With the advent of new technologies, there has been an increase in the number of data sources. Web server logs, machine log files, user activity on social media, recording a user’s clicks on the website and many other data sources have caused an exponential growth of data. Individually this content may not be very large, but when taken across billions of users, it produces terabytes or petabytes of data. For example, Facebook is collecting 500 terabytes(TB) of data everyday with more than 950 million users. Such a massive amount of data which is not only structured but also unstructured and semi-structured is considered under the roof known as Big Data.
Big data is of more importance today, because in past we collected a lot of data and built models to predict the future, called forecasting, but now we collect data and build models to predict what is happening now, called nowcasting. So a phenomenal amount of data is collected, but only a tiny amount is ever analysed. The term Data Science means deriving knowledge from big data, efficiently and intelligently.

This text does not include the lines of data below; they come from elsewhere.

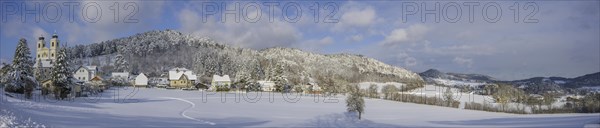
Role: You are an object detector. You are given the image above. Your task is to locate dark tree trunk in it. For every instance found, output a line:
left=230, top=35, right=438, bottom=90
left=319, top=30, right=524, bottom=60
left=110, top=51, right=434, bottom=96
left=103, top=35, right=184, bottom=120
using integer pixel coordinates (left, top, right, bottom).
left=359, top=112, right=362, bottom=120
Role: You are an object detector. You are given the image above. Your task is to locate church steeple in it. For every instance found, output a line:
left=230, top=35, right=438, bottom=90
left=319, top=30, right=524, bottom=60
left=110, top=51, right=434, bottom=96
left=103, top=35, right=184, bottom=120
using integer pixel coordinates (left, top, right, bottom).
left=36, top=35, right=46, bottom=59
left=49, top=32, right=59, bottom=60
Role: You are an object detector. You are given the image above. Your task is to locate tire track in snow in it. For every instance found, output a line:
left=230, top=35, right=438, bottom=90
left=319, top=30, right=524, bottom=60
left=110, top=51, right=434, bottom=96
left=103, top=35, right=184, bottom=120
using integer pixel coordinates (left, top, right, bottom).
left=160, top=97, right=216, bottom=125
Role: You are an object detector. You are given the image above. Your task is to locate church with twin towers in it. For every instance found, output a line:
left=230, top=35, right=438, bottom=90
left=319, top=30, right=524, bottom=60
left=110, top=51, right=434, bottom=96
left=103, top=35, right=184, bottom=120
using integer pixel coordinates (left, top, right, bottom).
left=33, top=33, right=60, bottom=81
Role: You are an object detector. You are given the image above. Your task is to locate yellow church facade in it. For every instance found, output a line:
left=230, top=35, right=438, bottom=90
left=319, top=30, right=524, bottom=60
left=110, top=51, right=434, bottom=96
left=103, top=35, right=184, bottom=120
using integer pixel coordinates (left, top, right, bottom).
left=36, top=34, right=59, bottom=61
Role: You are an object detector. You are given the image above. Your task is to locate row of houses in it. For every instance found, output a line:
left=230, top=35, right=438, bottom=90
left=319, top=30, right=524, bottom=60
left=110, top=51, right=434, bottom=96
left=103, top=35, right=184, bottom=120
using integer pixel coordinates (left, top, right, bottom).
left=72, top=66, right=321, bottom=93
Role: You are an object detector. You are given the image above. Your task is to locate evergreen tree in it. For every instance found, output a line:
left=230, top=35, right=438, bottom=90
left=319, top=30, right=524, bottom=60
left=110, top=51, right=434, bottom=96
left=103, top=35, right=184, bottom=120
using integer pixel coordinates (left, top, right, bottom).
left=13, top=38, right=34, bottom=75
left=273, top=62, right=287, bottom=92
left=235, top=72, right=251, bottom=90
left=51, top=48, right=71, bottom=100
left=325, top=76, right=336, bottom=94
left=346, top=84, right=365, bottom=120
left=5, top=38, right=36, bottom=96
left=114, top=54, right=129, bottom=72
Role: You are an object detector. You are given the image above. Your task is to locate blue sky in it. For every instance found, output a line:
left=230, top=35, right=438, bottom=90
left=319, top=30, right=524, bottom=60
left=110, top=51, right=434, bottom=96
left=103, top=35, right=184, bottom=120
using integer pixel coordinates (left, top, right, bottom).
left=1, top=0, right=599, bottom=80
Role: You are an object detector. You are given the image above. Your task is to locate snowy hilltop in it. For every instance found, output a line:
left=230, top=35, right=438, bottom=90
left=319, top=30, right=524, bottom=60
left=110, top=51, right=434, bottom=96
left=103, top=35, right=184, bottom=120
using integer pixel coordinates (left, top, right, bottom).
left=419, top=69, right=600, bottom=94
left=66, top=30, right=423, bottom=87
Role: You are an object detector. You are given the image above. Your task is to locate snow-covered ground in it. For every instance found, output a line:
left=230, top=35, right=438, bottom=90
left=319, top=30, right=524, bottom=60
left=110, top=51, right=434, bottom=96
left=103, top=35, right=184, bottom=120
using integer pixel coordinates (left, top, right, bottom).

The common tasks involved in data science are :
- Dig data to find useful data to analyse
- Clean and prepare that data
- Define a model
- Evaluate the model
- Repeat until we get statistically good results, and hence a good model
- Use this model for large scale data processing
MapReduce, the parallel data processing paradigm, greatly simplified the analysis of big data using large clusters of commodity hardware. But as big data got bigger, people wanted to mainly perform 2 types of tasks over it –
- More complex, multi-stage applications, like the iterative machine learning and graph algorithms
- More interactive ad-hoc queries
Map-Reduce is not good at either of them because they both need efficient mechanisms to share data between the multiple map-reduce stages. In map-reduce, the only way to share data across different stages is the distributed data storage which is very slow as it involves disk operations and data replication across the cluster. So in map-reduce, each step that we perform passes through the disk. The mappers reads data from the disk, processes it, and writes it back to the disk before shuffle operation. This data is then replicated across the cluster in order to provide fault tolerance. The reducers then read this data from the disk, processes it and writes it back to the disk. For iterative jobs, multiple map-reduce operations needs to be performed sequentially, which involves a very high disk I/O and high latency making them too slow. Similarly, for interactive queries, data is read from the disk each time the query is executed.
Apache Spark is an open source big data processing framework built to overcome the limitations from the traditional map-reduce solution. The main idea behind Spark is to provide a memory abstraction which allows us to efficiently share data across the different stages of a map-reduce job or provide in-memory data sharing.
At a high level, every Spark application consists of a driver program that runs the user’s
main function and executes various parallel operations on the worker or processing nodes of the cluster. The main memory abstraction that spark provides is of a Resilient distributed dataset (RDD), which is a collection of elements partitioned across the nodes of the cluster that can be operated on in parallel. RDDs can be created from a file in the file system, or an existing collection in the driver program, and transforming it. So as the name suggests, the data from a file in the file system or from an existing collection in the driver program that forms a RDD is partitioned and distributed across the worker or processing nodes in the cluster, thereby forming a distributed dataset.
The important point to remember is that RDDs are immutable distributed datasets across the cluster and are generated using the coarse grained operations i.e operations applied to the entire dataset at once. We can persist an RDD in-memory, allowing it to be reused efficiently across parallel operations or different stages of a map-reduce job. So the reason why spark works so well for iterative machine learning algorithms and interactive queries is that, instead of sharing data across different stages of the job by writing it to the disk (which involves disk I/O and replication across nodes) it caches the data to be shared in-memory which allows faster access to the same data.
For fault tolerance, spark automatically records how the RDD is created i.e the series of transformations applied to the base RDD to form a new RDD. So when the data is lost, it reapplies the steps from transformations graph to rebuilt the RDD or lost data. Generally, only a piece of data is lost when a machine fails, and so RDD tracks the transformations at machine level and recomputes only the required operations or a part of transformations on the previous data to perform recovery.
Apache Spark takes map-reduce to the next level with it’s capabilities like in-memory data storage and near real-time data processing. In addition to the core APIs, spark has additional libraries integrated into it to support a variety of data analysis and machine learning algorithms.
1) GraphX – Graph computation engine which supports complex graph processing algorithms efficiently and with improved performance. PageRank Algorithm – a popular graph processing algorithm outperforms in apache spark environment over map-reduce.
2) MLLib – Machine learning library built on the top of spark and supports many complex machine learning algorithms which runs 100x faster than map-reduce.
3) Spark Streaming – Supports analytical and interactive applications built on live streaming data.
4) Shark (SQL) – Used for querying structured data. Spark SQL allows the users to ETL their data from its current format (like JSON, Parquet, a Database), transform it, and expose it for ad-hoc querying.
This was a brief overview of Apache Spark, in future articles, we will dive deep into its concepts and programming model.